I work with in a company with various other languages to my own (English) and so I use https://translate.google.com a reasonable amount, but as I am on the terminal a lot, I would find a lot of convenience in being able to do that there than having to open a new google tab. The URL structure is trivial, and this works if put into any browser https://translate.google.com/?sl=fr&tl=en&text=bonjour&op=translate, replace fr
by any source language and en
by any target language and bonjoun%20mon%20ami
by any word/phrase. Ideally, I would like 2x functions in bash:
tt (translate to), tt <target-lang> <English word or phrase to translate to target-lang>
tf (translate from), tf <source-lang> <word or phrase to translate to English>
I have tried for a few days without success with lynx
, elinks
etc and many searches on commandlinefu and other sites (e.g. https://www.commandlinefu.com/commands/matching/translate-english/dHJhbnNsYXRlIGVuZ2xpc2g=/sort-by-votes), but not found the trick to returning the translated text. Are Google blocking things somehow, and is there a workaround - surely some tool (lynx
, elinks
, links2
) can resolve the text being sent back when we hit the URL, and then we can extract just the translated text using sed
, cut
, grep
etc?
If this is being blocked by cookies or some sign-on requirements, are there alternative console tools or sites to Google Translate that would allow other translation services?

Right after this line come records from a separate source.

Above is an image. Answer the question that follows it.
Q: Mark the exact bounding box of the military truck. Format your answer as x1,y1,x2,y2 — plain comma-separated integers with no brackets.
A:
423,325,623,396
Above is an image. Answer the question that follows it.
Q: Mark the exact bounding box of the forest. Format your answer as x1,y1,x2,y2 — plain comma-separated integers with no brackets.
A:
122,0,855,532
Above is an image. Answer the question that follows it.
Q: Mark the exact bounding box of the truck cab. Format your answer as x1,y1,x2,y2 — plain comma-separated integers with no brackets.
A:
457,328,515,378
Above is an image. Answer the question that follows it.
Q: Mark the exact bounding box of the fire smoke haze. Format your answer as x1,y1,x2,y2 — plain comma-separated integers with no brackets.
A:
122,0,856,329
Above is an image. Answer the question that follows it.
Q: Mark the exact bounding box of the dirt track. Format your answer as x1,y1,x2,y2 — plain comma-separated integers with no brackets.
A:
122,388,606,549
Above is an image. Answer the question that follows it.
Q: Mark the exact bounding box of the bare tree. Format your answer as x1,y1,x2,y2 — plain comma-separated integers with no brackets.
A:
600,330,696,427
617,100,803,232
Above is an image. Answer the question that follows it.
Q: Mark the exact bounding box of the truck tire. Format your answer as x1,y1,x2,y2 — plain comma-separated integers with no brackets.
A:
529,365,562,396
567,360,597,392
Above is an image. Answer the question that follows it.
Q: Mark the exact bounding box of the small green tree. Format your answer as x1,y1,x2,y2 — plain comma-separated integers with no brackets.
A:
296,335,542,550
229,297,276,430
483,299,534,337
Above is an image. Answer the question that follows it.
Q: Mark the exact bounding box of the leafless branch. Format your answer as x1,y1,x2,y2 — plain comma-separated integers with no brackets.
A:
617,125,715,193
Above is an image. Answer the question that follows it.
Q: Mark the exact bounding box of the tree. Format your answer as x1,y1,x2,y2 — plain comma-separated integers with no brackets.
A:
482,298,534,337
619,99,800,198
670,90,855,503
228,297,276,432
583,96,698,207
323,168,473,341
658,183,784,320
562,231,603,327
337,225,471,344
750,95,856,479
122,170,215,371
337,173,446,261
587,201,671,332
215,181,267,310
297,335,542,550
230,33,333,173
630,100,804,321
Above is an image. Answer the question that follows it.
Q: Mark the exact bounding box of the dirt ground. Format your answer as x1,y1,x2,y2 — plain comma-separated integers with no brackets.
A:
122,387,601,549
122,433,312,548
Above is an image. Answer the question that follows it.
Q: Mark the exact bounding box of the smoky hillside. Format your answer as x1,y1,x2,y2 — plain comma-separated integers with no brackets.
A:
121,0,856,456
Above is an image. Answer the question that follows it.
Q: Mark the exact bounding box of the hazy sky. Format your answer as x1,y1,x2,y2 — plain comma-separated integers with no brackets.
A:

Various translation services have an API, Google Translate has an API, Deepl has an API. I find some are more accurate than others, but this is a matter of personal preference.
https://www.deepl.com/docs-api
https://cloud.google.com/translate/docs/reference/rest/v2/translate
If you want to use it from shell, it is easy enough to cobble a small bash script with curl
and jq
to process the JSON responses, or better, use Python or Perl which supports all these operations natively.